Capítulo Noventa: Jamais Poderia Imaginar (Três em Um)
A aparição da cobra negra foi apenas um pequeno episódio, perdido e esquecido, e Bifang não se deteve nisso. Afinal, ainda eram dez horas, longe do horário do almoço, e havia uma extensa montanha pela frente; certamente encontraria algum ser vivo.
A presença da cobra, no entanto, serviu como um exemplo perfeito, que Bifang imediatamente utilizou como lição. Ele ergueu o bastão de madeira em suas mãos, chamando a atenção dos espectadores.
— Viram só? Acabamos de comprovar o quão importante é ter um bastão de exploração ao caminhar na natureza. Ele não apenas nos ajuda a distribuir o peso corporal e reduzir o esforço, como também permite detectar perigos antecipadamente, especialmente serpentes venenosas! No deserto, basta uma mordida para praticamente decretar a morte.
Os comentários explodiram:
“Impressionante, esse bastão é realmente uma ferramenta divina, explorando o terreno e economizando energia!”
“Estou apaixonado por esse pedaço de madeira!”
“Por que não há salvação? Não dizem que é possível sugar o veneno? Sempre li sobre procedimentos de primeiros socorros em casos de mordida de serpente...”

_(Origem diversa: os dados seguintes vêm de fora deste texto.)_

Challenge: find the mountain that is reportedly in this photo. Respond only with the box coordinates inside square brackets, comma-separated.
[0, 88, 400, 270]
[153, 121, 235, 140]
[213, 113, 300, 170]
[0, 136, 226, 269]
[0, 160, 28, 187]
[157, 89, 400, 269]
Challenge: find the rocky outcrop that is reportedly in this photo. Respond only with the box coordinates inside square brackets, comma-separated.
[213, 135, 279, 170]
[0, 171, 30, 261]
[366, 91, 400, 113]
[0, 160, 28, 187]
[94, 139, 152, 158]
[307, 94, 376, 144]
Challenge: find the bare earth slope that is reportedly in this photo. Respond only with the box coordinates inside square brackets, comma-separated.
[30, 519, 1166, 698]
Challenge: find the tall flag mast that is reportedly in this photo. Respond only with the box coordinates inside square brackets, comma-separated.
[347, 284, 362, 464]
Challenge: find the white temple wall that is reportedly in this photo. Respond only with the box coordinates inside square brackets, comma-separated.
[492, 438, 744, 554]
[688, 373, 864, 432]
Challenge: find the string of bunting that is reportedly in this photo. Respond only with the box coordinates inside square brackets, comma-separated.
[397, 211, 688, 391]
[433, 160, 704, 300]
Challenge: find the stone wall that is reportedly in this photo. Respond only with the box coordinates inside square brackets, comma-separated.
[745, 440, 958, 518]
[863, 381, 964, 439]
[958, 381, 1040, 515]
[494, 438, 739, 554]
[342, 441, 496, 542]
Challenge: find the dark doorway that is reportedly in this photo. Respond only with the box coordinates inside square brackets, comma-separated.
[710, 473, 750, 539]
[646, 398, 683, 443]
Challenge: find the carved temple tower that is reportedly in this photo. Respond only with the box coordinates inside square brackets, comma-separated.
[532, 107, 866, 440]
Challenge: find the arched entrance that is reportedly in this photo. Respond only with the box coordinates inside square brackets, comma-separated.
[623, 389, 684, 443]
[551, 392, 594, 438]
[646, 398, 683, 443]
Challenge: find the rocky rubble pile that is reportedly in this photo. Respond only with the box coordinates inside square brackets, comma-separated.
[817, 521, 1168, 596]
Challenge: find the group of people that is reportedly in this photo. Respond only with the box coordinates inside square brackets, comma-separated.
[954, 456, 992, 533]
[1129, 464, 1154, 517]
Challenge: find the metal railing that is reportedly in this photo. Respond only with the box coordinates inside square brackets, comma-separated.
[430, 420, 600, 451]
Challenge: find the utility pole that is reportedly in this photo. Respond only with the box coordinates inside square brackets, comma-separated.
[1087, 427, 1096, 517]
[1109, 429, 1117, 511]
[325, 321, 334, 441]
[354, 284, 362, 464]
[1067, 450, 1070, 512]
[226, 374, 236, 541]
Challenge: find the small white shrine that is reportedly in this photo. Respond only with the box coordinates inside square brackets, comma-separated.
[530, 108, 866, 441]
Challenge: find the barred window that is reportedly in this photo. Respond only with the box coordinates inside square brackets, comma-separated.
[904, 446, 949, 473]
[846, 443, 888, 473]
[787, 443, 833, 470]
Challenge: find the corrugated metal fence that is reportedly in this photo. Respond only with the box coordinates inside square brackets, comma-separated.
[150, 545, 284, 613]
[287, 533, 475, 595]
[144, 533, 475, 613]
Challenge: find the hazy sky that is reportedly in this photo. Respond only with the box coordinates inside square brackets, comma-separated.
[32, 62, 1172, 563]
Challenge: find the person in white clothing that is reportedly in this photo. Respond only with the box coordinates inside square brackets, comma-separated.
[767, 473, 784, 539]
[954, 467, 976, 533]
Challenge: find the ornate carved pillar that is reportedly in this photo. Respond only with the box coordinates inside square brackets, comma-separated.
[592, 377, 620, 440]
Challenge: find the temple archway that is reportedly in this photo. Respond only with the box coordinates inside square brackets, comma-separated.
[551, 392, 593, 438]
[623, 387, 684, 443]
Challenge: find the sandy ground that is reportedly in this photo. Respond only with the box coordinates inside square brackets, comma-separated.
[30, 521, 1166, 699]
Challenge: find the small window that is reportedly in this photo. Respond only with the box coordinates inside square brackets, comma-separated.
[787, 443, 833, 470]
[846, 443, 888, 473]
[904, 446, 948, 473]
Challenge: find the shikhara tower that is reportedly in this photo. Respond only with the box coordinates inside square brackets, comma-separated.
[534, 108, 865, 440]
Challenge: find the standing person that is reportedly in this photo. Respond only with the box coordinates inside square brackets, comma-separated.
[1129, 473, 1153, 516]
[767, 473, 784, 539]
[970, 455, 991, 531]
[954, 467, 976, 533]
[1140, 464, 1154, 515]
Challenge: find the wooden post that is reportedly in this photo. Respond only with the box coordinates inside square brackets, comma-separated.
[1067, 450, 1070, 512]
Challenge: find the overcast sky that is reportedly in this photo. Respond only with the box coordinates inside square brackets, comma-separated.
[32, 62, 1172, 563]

“Pois é, nos livros dizem que há solução, por que aqui não funciona?”
Bifang viu o último comentário e sorriu com um toque de ironia.
— Vocês já notaram que todos esses manuais trazem uma frase em comum?
Curiosos, os espectadores admitiram nunca ter prestado atenção a esse detalhe.
— “Procure imediatamente assistência médica.”
Muitos espectadores ficaram sem palavras, esperando que Bifang revelasse algum conhecimento sofisticado. Mas era isso? Todos sabem que uma mordida de cobra requer hospital; não é novidade.
— Não subestimem essa frase. Não importa quão bonitos e lógicos sejam os argumentos anteriores, nada supera a importância desse conselho.
Vendo os questionamentos, Bifang sorriu e estendeu três dedos:
— Se for mordido por uma serpente, há apenas três coisas a fazer: primeiro, tente diminuir a circulação sanguínea na área afetada; segundo, tire uma foto da cobra; terceiro, corra para o hospital. Não confie em métodos de sugar veneno, especialmente na natureza.
— Em minhas experiências anteriores, a sobrevivência era incerta, nem sempre conseguia uma alimentação equilibrada. Nessas condições, sangramento gengival é quase inevitável. Sugar o veneno só faz com que ele se espalhe para outra área, mais próxima do cérebro!
— Enfim, mesmo para mim, o encontro com uma cobra venenosa na natureza exige cautela. Por isso sempre começo procurando um bastão de exploração; é realmente uma ferramenta indispensável.
Os comentários continuaram:
“Filmes me enganaram, sempre achei que era possível sugar o veneno.”
“Fui ludibriado...”
“Falando nisso, tenho sangramento nas gengivas...”
“Normal, muita gente tem, você não está sozinho.”
“Essa cobra foi rápida demais, rastejou mais rápido que gente.”
“Sim, ela apareceu tão de repente que nem tive tempo de reagir.”
— Essa é minha segunda observação — disse Bifang, elogiando os espectadores que colaboravam com o bate-papo, essencial para manter a conversa fluindo.
— Os animais geralmente nos detectam antes de serem detectados, pois têm altíssima vigilância. Diferente de nós, que vivemos nas cidades, eles enfrentam ameaças de morte diariamente. A cena de agora há pouco é um exemplo clássico.
Mesmo os predadores mais poderosos enfrentam muitos perigos na natureza; uma competição por parceiros pode ser fatal. Os mais frágeis têm ainda mais dificuldades: precisam buscar alimento todas as manhãs e se manter atentos aos predadores.
Comparando, os humanos nas cidades vivem quase como em um paraíso.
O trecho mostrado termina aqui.